Professor David Paterson part of team awarded major grant from US research agency

Merton's Tutor in Pre-Clinical Medicine Professor David Paterson is part of a seven-strong team who have been awarded an $8.6m grant from the US National Institutes of Health (NIH). The team is setting out to map the heart’s nervous system, with the ultimate aim of developing new treatments for cardiovascular disease.

The award is from the NIH's SPARC program - Stimulating Peripheral Activity to Relieve Conditions - which supports research on how the electrical signals of the peripheral nerves that connect the brain and spinal cord to the rest of the body control internal organ function. The SPARC program will provide $20 million-worth of funding to 27 multidisciplinary teams this year.

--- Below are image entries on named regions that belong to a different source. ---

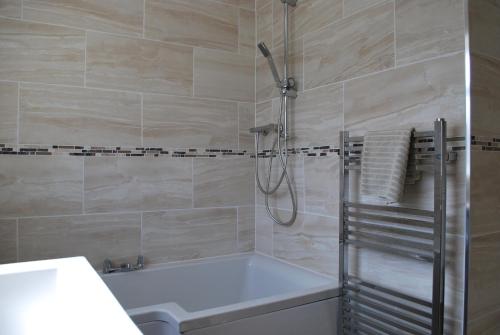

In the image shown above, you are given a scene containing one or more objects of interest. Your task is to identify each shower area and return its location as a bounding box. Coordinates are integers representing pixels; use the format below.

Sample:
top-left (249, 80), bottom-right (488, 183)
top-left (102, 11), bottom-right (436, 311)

top-left (0, 0), bottom-right (500, 335)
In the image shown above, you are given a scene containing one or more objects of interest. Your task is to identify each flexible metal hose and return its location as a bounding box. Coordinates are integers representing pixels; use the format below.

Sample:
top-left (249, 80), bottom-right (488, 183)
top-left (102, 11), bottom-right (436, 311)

top-left (255, 96), bottom-right (297, 226)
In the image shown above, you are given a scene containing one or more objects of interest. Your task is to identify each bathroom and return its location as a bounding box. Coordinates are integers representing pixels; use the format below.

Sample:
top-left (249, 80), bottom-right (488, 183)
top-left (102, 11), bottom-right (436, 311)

top-left (0, 0), bottom-right (500, 335)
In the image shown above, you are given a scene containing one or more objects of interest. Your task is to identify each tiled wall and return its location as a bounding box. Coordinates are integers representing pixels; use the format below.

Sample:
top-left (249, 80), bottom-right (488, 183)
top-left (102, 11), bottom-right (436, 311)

top-left (468, 0), bottom-right (500, 335)
top-left (256, 0), bottom-right (465, 334)
top-left (0, 0), bottom-right (255, 266)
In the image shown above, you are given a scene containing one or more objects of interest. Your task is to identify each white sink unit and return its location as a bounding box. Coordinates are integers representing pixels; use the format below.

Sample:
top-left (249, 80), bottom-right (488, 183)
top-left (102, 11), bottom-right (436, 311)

top-left (0, 257), bottom-right (141, 335)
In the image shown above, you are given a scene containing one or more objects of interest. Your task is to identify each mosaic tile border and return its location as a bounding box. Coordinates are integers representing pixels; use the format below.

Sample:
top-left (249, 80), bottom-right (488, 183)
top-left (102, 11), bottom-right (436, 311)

top-left (0, 136), bottom-right (492, 158)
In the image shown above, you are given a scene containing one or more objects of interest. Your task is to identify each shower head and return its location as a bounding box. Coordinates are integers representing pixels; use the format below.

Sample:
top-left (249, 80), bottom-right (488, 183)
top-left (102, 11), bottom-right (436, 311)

top-left (257, 42), bottom-right (271, 58)
top-left (257, 42), bottom-right (281, 87)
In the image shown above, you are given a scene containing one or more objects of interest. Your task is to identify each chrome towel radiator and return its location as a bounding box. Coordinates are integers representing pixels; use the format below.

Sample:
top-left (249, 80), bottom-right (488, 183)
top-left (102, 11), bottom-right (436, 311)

top-left (339, 119), bottom-right (456, 335)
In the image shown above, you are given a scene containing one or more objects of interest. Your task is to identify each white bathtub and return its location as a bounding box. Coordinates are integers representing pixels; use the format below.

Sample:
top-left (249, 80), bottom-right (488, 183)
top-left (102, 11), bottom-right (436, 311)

top-left (103, 254), bottom-right (338, 335)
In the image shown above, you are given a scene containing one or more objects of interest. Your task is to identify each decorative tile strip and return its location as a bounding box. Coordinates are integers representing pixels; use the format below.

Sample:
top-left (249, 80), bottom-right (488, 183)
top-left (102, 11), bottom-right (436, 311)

top-left (0, 144), bottom-right (249, 158)
top-left (0, 136), bottom-right (488, 158)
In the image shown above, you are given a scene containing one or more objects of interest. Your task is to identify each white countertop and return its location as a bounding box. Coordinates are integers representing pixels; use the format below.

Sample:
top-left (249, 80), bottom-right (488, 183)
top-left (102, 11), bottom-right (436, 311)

top-left (0, 257), bottom-right (141, 335)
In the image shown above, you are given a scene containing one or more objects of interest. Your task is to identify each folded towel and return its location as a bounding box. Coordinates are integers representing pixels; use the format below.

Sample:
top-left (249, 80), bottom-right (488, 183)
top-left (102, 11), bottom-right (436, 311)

top-left (361, 130), bottom-right (411, 203)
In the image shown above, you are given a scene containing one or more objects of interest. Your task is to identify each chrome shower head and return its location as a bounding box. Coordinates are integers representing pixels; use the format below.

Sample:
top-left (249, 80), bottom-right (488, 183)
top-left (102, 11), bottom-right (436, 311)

top-left (257, 42), bottom-right (281, 87)
top-left (257, 42), bottom-right (271, 58)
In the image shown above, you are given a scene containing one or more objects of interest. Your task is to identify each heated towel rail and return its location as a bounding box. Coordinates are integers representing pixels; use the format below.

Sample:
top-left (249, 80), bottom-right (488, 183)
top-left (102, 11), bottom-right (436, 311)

top-left (339, 119), bottom-right (456, 335)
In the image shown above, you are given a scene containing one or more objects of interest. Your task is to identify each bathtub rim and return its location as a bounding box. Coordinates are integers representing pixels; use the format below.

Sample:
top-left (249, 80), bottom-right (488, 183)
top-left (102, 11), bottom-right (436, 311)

top-left (105, 252), bottom-right (340, 333)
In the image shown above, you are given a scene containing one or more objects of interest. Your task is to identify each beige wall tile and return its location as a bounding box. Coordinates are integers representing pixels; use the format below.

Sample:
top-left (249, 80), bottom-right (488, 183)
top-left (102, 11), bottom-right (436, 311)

top-left (194, 49), bottom-right (255, 102)
top-left (304, 1), bottom-right (394, 89)
top-left (289, 85), bottom-right (343, 147)
top-left (471, 53), bottom-right (500, 137)
top-left (238, 206), bottom-right (255, 252)
top-left (0, 0), bottom-right (22, 18)
top-left (470, 150), bottom-right (500, 236)
top-left (344, 55), bottom-right (465, 136)
top-left (0, 82), bottom-right (18, 143)
top-left (193, 158), bottom-right (254, 208)
top-left (468, 0), bottom-right (500, 60)
top-left (85, 157), bottom-right (192, 213)
top-left (217, 0), bottom-right (255, 10)
top-left (256, 0), bottom-right (273, 48)
top-left (144, 0), bottom-right (238, 51)
top-left (143, 208), bottom-right (237, 263)
top-left (19, 84), bottom-right (141, 146)
top-left (468, 231), bottom-right (500, 320)
top-left (273, 213), bottom-right (339, 277)
top-left (143, 94), bottom-right (238, 149)
top-left (0, 219), bottom-right (17, 264)
top-left (467, 309), bottom-right (500, 335)
top-left (349, 236), bottom-right (464, 326)
top-left (304, 156), bottom-right (339, 217)
top-left (19, 213), bottom-right (141, 269)
top-left (23, 0), bottom-right (144, 35)
top-left (396, 0), bottom-right (465, 65)
top-left (255, 0), bottom-right (273, 9)
top-left (398, 154), bottom-right (466, 235)
top-left (255, 206), bottom-right (274, 256)
top-left (86, 32), bottom-right (193, 95)
top-left (238, 102), bottom-right (255, 152)
top-left (0, 18), bottom-right (85, 85)
top-left (344, 0), bottom-right (384, 17)
top-left (0, 156), bottom-right (83, 217)
top-left (273, 0), bottom-right (342, 48)
top-left (238, 9), bottom-right (256, 56)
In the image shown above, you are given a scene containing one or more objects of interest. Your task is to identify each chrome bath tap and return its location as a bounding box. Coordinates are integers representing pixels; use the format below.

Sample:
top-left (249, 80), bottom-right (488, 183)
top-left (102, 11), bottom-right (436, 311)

top-left (102, 255), bottom-right (144, 274)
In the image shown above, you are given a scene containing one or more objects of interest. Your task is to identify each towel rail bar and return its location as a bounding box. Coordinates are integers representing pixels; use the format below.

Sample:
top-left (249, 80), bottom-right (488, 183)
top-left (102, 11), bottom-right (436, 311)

top-left (347, 294), bottom-right (432, 330)
top-left (339, 119), bottom-right (448, 335)
top-left (344, 285), bottom-right (432, 324)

Professor Paterson explains:

"Many diseases of the cardiovascular system are also diseases of the autonomic nervous system. Traditionally both systems have been studied extensively in isolation. This is the first major strategic initiative in the world that has funded a framework where leading groups can work together to re-assemble cardiac and neural information to better understand heart-brain and brain-heart interactions."

Professor Paterson's colleagues in this research include:

Dr Shivkumar, who is the lead investigator, said the complexity of understanding the heart’s nervous system requires a collaborative approach:

"Our goal is to precisely map the heart’s anatomy and code the function of the nerves that control the heart from a very basic level all the way to clinical studies in humans."

Cardiovascular (heart and circulatory) disease causes more than a quarter of all deaths in the UK; nearly 160,000 deaths each year. The autonomic nervous system, that part of the nervous system responsible for control of the bodily functions such as breathing, the heartbeat, and digestive processes which we do not consciously control, has been implicated in many cardiovascular disease processes. David Paterson explains that "What is becoming apparent is the powerful influence the nervous system has on the heart and its excitability, especially in states of overt cardiovascular disease". This is explored in more detail in his recent publication Sympathetic neurons are a powerful driver of myocyte function in cardiovascular disease.